How do you come to terms with the notion that some people
are only meant to be in your life for a season?
With only one semester between me and the real world I’m beginning to realize a
heck of a lot of things. But above all of the fears and anxieties that come
from transition, the one thing I can’t come to terms with is the fact that in
the middle of all of this change so many people are going to fall through the
cracks. After graduation I know there will be a handful of people I’ll always
stay in contact with, but what about everyone else? What about the people who I
struggled through those awful classes and laughed at the confusion with? Or
those people that came in as comm majors and journeyed with me through 200,
300, and now 400 level classes, who inspired me to expand my thinking beyond my
narrow focus?
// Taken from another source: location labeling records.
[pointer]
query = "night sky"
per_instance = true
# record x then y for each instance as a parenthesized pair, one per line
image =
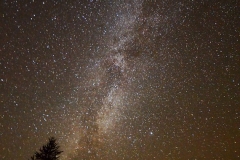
(123, 79)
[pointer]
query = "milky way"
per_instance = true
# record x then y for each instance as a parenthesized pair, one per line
(120, 79)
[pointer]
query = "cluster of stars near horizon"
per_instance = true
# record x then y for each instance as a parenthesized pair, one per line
(120, 79)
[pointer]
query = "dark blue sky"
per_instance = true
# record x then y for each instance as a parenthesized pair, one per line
(120, 79)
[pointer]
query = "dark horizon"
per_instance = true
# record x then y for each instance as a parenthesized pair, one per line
(120, 79)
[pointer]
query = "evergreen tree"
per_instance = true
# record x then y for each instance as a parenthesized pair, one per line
(50, 151)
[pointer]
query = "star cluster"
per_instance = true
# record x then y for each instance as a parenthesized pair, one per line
(132, 79)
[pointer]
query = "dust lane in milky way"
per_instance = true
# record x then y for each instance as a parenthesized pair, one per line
(119, 79)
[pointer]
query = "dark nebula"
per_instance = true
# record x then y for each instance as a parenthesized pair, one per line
(113, 80)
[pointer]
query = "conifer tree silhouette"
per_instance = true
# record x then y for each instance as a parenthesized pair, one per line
(50, 151)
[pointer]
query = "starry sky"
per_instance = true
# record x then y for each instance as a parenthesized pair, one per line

Or those who I travelled to another world and shared in
experiences with me that I’ve never shared with anyone else, who watched me and
helped me and comforted me as my worldview was shattered? Or those who shaped
my faith in small groups, pushing me to not be simply a fan of Jesus, but to
lay my burdens down at his feet? Or those who I’ve lived in the same building
with for four years and find comfort knowing they’re always just a few doors away,
that when I see them we can look back on memories of life freshman year and how
much has changed since then? Because these, too, are the people that made
college what it is. They’re the ones I can stop and chat with who when I see
them around campus between classes. They’re the ones I get so excited about
running into in Lane and have impromptu lunches with. They’re the lifeblood of
my college experience. They shaped and defined and enriched my time here at
Gordon. They impacted me, challenged me, helped me grow, made me who I am. And
how on earth am I supposed to say goodbye? How could I possibly imagine a world
where I don’t see these people on a daily basis? How do I leave for summer
knowing I wont be back again in the fall to resume right where we left off in
May? I’m forced to come to grips with the unfathomable truth that some people,
no matter how much they impact you, are sometimes only meant to be in your life
for a season. And as my time left in this season of life winds down to its end,
I’m making a commitment to fully invest myself into these relationships,
fleeting as they may be. Because it’s not the length of time you’ve known
someone, but the depth in which you got to know them. Because these
friendships, they’re what made Gordon home for me.